Why I Love Czech Salmon with Lemon and Parsley Sauce

If there’s a dish that always puts a smile on my face, it’s this Czech-inspired Salmon with Lemon and Parsley Sauce. Few things can beat the pairing of tender, juicy salmon with the tangy taste of lemon, and the aromatic blend of fresh parsley. If you’re just getting your hands wet in European cuisine, this recipe is a beautiful journey into the heart of the Czech Republic.

Salmon with Lemon and Parsley Sauce

The New England-Prague Connection

As a New England local and a lover of seafood, I’ve spent years perfecting dishes that pay homage to the Atlantic coast. And while salmon is not quite the star of Maine as lobster is, it holds its own. This recipe, however, is like taking a detour from Portland’s pier, and ending up on a quaint cobblestone street in Prague.

The traditional Czech cuisine is heavy on meats and sauces, a delightful contrast against Maine’s lighter seafood fare. But there’s one thing we share, a love for simple ingredients and hearty flavors. You’ll find this echoed in the Salmon with Lemon and Parsley Sauce recipe. It’s really just simple, good quality ingredients coming together to create a harmonious burst of flavor.

Inspired By Masters In the Kitchen

The credit for this recipe goes far beyond my kitchen. I was inspired by the Michelin starred Czech chef, Roman Paulus of Alcron in Prague, who is well known for his creative twists on traditional Czech cuisine. His love for playing with flavors and fresh produce is infectious, and his culinary prowess is something I strive to incorporate into my own recipes.

Pairing The Dish

This Salmon with Lemon and Parsley Sauce stands on its own, but couple it with a light mixed green salad or roasted potatoes for a wholesome meal. Additionally, it shares a comforting familiarity with our New England clam chowder – creamy, rich, and totally soul satisfying.

Every time I make this recipe, even my two daughters, Erin and Samantha, who are notoriously picky with seafood, clean off their plates. For me, that’s the true sign of a recipe well made.

What You’ll Need

  • 6 salmon fillets (6 ounces each)
  • Salt and pepper to taste
  • 2 tablespoons olive oil
  • 2 cloves garlic, minced
  • 1 cup white wine
  • 2 tablespoons butter
  • 1 large lemon, zested and juiced
  • 1/2 cup chopped fresh parsley
  • 1 cup heavy cream
ALLERGENS: Fish, Milk

Method

Step One

Start by seasoning the salmon fillets with salt and pepper to taste.

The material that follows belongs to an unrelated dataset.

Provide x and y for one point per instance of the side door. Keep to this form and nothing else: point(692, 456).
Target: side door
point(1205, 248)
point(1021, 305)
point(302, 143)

Ensure each fillet is well coated.

Step Two

In a large skillet, heat 2 tablespoons of olive oil over medium heat.

Step Three

Add the seasoned salmon fillets to the hot skillet and cook for about 3-4 minutes on each side or until the salmon is cooked through. Remove the salmon from the skillet and set aside.

Step Four

In the same skillet, add the minced garlic and sauté for a minute or until fragrant. Be careful not to burn the garlic.

Step Five

Pour in the 1 cup of white wine into the skillet and bring it to a simmer. Let it simmer until the wine reduces by half.

Step Six

Add 2 tablespoons of butter and stir until it’s fully melted. Then, add the lemon zest and juice, and the chopped fresh parsley. Mix everything well.

Step Seven

Pour in the 1 cup of heavy cream and stir to combine. Bring the sauce to a simmer and let it cook for about 5 minutes until it thickens slightly.

Step Eight

Return the cooked salmon fillets back into the skillet and spoon the sauce over them. Let the salmon fillets cook in the sauce for a few minutes so they can absorb the flavours.

Step Nine

Serve your Salmon with Lemon and Parsley Sauce hot, garnished with additional fresh parsley if desired. Enjoy with a side of your choice or as is.